For any who were not adequately shaken by David Grann's masterful article "Trial by Fire," about a man put to death by the state of Texas for a crime he almost certainly did not commit, Ta-Nehisi Coates points to a Salon article by Alan Berlow that simply beggars belief:
If anyone had any doubt that the Texas justice system operates in a parallel universe, look no further than the latest decision by the state's highest court in the case of death-row inmate Charles Dean Hood. On Wednesday the Court of Criminal Appeals (CCA) said it wasn't interested in examining whether there was a conflict of interest in Hood's 1990 trial simply because District Attorney Thomas S. O'Connell Jr., Hood's prosecutor, had had a long-term sexual relationship with presiding Judge Verla Sue Holland, an affair the two tried to hide for 20 years.

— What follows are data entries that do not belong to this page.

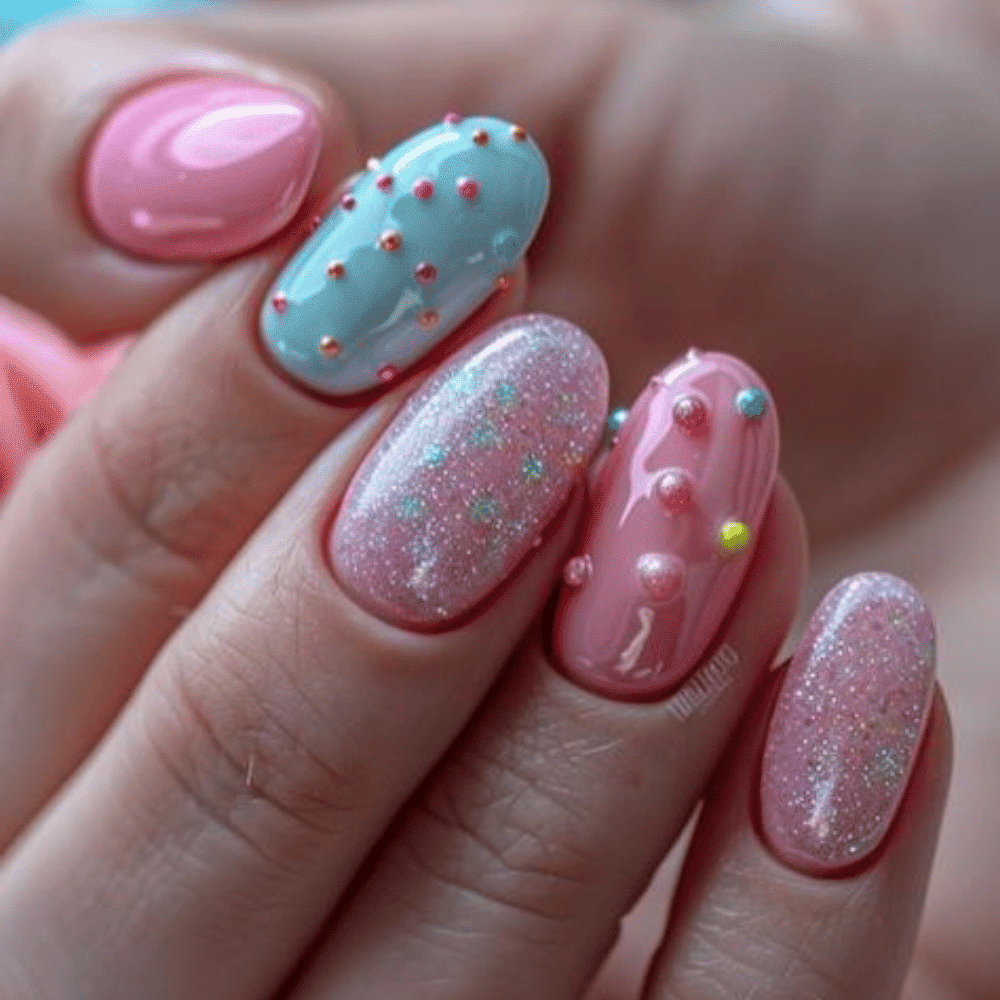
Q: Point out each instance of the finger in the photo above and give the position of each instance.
(45, 378)
(135, 161)
(283, 725)
(124, 521)
(852, 795)
(724, 184)
(551, 814)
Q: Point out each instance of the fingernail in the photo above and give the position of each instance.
(472, 469)
(847, 724)
(201, 168)
(408, 254)
(675, 514)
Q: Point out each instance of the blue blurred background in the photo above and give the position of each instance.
(15, 14)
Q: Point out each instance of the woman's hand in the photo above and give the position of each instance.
(695, 179)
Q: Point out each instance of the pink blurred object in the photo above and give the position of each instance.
(45, 378)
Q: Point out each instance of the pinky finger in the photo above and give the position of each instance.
(808, 868)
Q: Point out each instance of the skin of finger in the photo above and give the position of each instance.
(263, 754)
(508, 874)
(127, 516)
(57, 83)
(743, 923)
(721, 185)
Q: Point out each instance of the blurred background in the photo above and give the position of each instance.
(14, 14)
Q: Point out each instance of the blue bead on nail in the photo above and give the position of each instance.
(420, 241)
(752, 403)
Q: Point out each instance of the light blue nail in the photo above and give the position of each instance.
(345, 329)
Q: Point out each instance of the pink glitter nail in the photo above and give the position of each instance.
(848, 723)
(475, 465)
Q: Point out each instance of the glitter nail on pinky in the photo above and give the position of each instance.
(847, 724)
(474, 466)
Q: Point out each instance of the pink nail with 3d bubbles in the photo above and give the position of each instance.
(675, 514)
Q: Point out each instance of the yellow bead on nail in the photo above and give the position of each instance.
(734, 536)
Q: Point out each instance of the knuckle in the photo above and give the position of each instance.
(244, 743)
(499, 829)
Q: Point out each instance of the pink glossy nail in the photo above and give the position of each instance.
(847, 724)
(676, 509)
(475, 465)
(201, 168)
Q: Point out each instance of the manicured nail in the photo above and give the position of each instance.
(847, 724)
(201, 168)
(472, 469)
(422, 239)
(675, 513)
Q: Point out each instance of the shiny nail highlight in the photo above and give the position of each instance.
(675, 514)
(471, 470)
(201, 168)
(847, 724)
(418, 243)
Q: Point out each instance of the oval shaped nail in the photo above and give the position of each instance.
(203, 167)
(675, 513)
(408, 254)
(474, 466)
(847, 724)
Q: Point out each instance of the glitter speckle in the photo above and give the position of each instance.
(484, 509)
(848, 722)
(577, 571)
(482, 514)
(532, 468)
(616, 419)
(434, 456)
(752, 403)
(412, 507)
(506, 393)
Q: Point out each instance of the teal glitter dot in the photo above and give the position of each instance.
(434, 456)
(484, 509)
(616, 419)
(752, 403)
(532, 468)
(506, 393)
(412, 507)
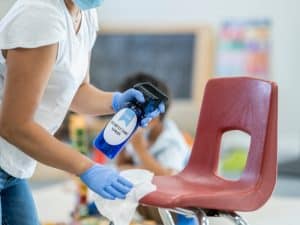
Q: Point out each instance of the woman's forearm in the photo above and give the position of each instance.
(92, 101)
(36, 142)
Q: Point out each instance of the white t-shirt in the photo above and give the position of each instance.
(170, 149)
(36, 23)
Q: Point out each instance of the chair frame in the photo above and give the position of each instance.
(201, 215)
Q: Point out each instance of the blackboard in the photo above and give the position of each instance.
(169, 57)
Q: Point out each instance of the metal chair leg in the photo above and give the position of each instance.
(234, 217)
(166, 216)
(201, 217)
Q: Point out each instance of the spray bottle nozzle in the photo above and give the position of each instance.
(153, 96)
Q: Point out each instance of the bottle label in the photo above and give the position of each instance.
(120, 127)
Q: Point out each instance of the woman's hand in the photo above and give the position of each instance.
(106, 182)
(120, 100)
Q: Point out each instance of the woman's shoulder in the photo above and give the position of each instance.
(92, 18)
(33, 23)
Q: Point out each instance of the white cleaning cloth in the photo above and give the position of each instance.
(121, 212)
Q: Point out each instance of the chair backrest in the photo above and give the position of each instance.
(239, 103)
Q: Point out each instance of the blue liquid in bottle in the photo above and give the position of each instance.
(118, 131)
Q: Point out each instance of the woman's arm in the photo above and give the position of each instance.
(28, 71)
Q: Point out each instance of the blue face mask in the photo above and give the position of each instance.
(88, 4)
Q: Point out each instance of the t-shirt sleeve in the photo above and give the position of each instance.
(94, 27)
(32, 25)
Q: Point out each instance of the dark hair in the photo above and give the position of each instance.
(140, 77)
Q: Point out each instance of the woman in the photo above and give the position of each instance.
(45, 47)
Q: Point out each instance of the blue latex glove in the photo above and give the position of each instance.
(106, 182)
(121, 99)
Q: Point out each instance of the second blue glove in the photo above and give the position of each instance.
(106, 182)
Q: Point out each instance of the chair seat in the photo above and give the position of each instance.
(204, 192)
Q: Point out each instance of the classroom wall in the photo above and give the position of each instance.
(286, 36)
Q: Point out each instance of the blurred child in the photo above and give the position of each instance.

In 1989, Hood was convicted of murdering Ronald Williamson and Tracie Lynn Wallace. The Holland-O'Connell affair was first reported by Salon in 2005, quoting anonymous sources. Judge Holland refused to either confirm or deny the affair at the time. A year ago this month, Holland and D.A. O'Connell, both since retired, acknowledged under oath that they had had a long-term sexual relationship, which was never revealed during more than a decade of appeals by Hood's lawyers. In her defense, Judge Holland said the affair ended more than two years before Hood's trial. But O'Connell also testified that the two had discussed marriage, and recalled that the affair continued as late as mid-1989 -- just before Hood's trial. He said the two continued to have a "good relationship," sans sex, during and after the trial. He said the two took a trip together in 1991.
Rather than address the affair directly, the CCA ruled 6-3 on a technical question, concluding that Hood should have raised the issue at his original trial. But Hood's lawyers couldn't prove the widespread rumors of the affair before Hood's trial. The CCA had earlier criticized Hood for failing to present any "personal knowledge" of the affair, a virtually impossible hurdle given that, as far as we know, there were no witnesses to the lovemaking other than the two principals, no Paris Hilton-style video, and the judge and her boyfriend weren't talking. The CCA also said Hood's claims were based on "rumor," not fact. But when Hood's lawyers were able to present the detailed facts of the affair, based on the confessions of the principals, the CCA said it was not interested in these facts.
Nor does it end there. Among other conflicts, Holland herself served on the CCA for four years, but not one of the 8 current judges (out of 9 total) with whom she served saw fit to recuse him- or herself from the case. Read the whole thing here, and witness, again, the profound and systemic depravity with which the state of Texas pursues capital punishment.